The next time you buy a bag of potato chips, or a chocolate bar, think for a moment about the cost.
Not just the price you're paying at that moment — a price set by the market — but the environmental and social costs, too. In a conversation with NPR's Steve Inskeep, author Raj Patel says that cheap, market prices let us avoid paying the true costs of things.
In his new book, The Value of Nothing, Patel points out that problems like obesity and diabetes cost millions in health care dollars.
"Now a big component of that diabetes is to do with the way that we eat. And we don't pay those costs when we get our cheap food," he says.
Patel thinks that exposes a fundamental problem in the free market. But he contends his ideas aren't all that radical.
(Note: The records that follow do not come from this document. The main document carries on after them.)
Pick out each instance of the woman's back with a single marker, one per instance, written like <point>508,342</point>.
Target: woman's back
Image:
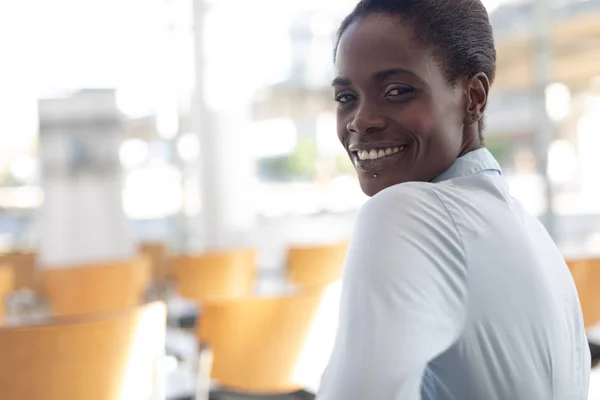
<point>523,337</point>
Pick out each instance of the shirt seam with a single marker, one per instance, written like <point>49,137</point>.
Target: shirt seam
<point>464,255</point>
<point>462,242</point>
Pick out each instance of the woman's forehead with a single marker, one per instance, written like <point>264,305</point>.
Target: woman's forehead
<point>380,42</point>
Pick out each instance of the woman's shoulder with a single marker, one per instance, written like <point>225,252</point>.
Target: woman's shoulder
<point>410,200</point>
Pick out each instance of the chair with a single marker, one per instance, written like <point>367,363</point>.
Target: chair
<point>24,267</point>
<point>95,288</point>
<point>158,253</point>
<point>586,274</point>
<point>112,357</point>
<point>316,265</point>
<point>257,343</point>
<point>6,286</point>
<point>215,275</point>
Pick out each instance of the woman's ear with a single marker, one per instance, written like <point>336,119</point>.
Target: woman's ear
<point>477,90</point>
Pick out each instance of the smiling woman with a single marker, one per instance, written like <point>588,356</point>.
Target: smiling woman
<point>427,104</point>
<point>451,290</point>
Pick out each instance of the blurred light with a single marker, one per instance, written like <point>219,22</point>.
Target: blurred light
<point>562,162</point>
<point>23,197</point>
<point>588,143</point>
<point>272,137</point>
<point>133,103</point>
<point>558,101</point>
<point>24,168</point>
<point>153,192</point>
<point>167,120</point>
<point>322,25</point>
<point>263,65</point>
<point>192,203</point>
<point>133,153</point>
<point>492,5</point>
<point>327,139</point>
<point>188,146</point>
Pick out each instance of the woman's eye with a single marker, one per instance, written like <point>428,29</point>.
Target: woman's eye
<point>344,98</point>
<point>401,91</point>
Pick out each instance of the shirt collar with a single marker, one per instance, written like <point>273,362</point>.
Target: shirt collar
<point>474,162</point>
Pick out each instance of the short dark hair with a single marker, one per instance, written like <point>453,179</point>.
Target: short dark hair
<point>458,32</point>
Even Alan Greenspan and Adam Smith — who popularized the concept of the free market — didn't think that it was perfect.
"I think that what we're seeing is a chorus of people from left and right recognizing that there are problems with the free market," Patel says.
He has no silver bullet for this problem, but he thinks solving it starts with more political participation. He says our modern democracy has created a "transformation into consumers rather than citizens" and that "we need to reclaim responsibility, not just in what we buy but how we govern ourselves."
A former World Bank economist, Patel is a fellow at the Institute for Food and Development Policy, also known as Food First.